The Biography of Richard Adams

He also explains how guilt affects those around the guilty. .

             Adams' fifth novel, Maia, is a story about a young, beautiful girl who is thrown into slavery by her jealous mother. She makes friends with an exotic girl, Occula, who is sent on a mission from the gods to avenge her father's death by murdering the queen. Maia enters slavery, becomes a heroine by saving the Beklan army, falls in love, finds her long lost brother, and helps the rebels conquer Bekla, who then abolish slavery and establish equality throughout the empire.

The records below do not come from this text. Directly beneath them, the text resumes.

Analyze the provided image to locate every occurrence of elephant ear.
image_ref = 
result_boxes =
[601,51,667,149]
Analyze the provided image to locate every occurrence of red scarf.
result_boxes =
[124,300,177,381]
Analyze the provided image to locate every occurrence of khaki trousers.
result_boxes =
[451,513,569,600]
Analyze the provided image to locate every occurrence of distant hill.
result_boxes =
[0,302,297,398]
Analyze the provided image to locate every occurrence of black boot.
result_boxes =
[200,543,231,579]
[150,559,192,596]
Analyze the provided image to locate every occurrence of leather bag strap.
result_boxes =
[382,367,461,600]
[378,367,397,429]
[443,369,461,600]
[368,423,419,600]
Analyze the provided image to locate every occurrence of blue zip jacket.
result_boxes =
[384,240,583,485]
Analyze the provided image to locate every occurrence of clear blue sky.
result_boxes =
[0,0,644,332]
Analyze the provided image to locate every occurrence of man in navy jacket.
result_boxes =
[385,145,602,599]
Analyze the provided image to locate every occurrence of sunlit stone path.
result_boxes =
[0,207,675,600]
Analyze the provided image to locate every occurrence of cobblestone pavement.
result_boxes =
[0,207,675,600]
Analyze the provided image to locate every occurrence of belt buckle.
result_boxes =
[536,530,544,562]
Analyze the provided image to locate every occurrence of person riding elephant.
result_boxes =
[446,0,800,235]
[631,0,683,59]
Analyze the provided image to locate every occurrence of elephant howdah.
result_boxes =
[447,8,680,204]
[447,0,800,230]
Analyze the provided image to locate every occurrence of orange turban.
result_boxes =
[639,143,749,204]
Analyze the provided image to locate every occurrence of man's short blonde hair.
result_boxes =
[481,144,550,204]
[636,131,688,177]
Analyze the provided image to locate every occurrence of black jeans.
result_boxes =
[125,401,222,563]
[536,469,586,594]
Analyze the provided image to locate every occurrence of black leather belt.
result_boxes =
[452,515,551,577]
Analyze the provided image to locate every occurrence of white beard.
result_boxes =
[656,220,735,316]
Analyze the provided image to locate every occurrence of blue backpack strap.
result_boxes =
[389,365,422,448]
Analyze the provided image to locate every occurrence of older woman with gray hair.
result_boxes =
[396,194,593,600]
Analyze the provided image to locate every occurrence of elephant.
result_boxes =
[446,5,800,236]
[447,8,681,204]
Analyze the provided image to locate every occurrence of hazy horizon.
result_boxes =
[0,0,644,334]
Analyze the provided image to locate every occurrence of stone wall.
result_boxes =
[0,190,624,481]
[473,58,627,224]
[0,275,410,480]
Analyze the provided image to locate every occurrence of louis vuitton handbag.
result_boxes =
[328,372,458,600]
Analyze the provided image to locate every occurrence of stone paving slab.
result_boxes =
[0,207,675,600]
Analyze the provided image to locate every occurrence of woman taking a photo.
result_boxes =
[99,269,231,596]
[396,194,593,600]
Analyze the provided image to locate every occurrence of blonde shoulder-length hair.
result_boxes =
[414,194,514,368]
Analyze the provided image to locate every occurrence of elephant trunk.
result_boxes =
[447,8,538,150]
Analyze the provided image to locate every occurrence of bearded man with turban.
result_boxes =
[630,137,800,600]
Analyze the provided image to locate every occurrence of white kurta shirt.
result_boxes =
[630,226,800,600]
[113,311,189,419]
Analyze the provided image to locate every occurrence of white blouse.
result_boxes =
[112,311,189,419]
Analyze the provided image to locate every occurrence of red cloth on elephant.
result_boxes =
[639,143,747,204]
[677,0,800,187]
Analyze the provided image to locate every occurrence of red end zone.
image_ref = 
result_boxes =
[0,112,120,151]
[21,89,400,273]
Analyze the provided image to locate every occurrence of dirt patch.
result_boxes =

             The themes in this novel are like those in Watership Down, and Plague Dogs. This novel, mostly because of its length (900+ pages), has many more themes than the other two novels. The main ones, though, are slavery and freedom, human dignity and rights, and survival against all odds.

             Freedom.

             FREEDOM - that consuming goal above doubt or criticism, desired as moths desire the candle or emigrants the distant continent waiting to parch them in its deserts or drive them to madness in its bitter winters!.Unfurl your banner, Freedom, and call upon me with cornet, flute, harp, sackbut.and all kinds of music to fall down and worship you, and I will do so upon the instant,.For we are free--free to suffer every anguish of deliberation, of decisions which must be made upon suspect information and half-knowledge, every anguish of hindsight and regret, of failure, shame and responsibility for all that we have brought upon ourselves and others: free to struggle, to starve, to demand from all one last, supreme effort to reach where we longed to be. .

             Freedom is one of the strongest themes in three of Adams' novels. In these novels, his characters are striving for freedom in some way, and, though their struggles end in victory, they see others who have given up their search for freedom, or were never allowed the opportunity to even begin searching for freedom.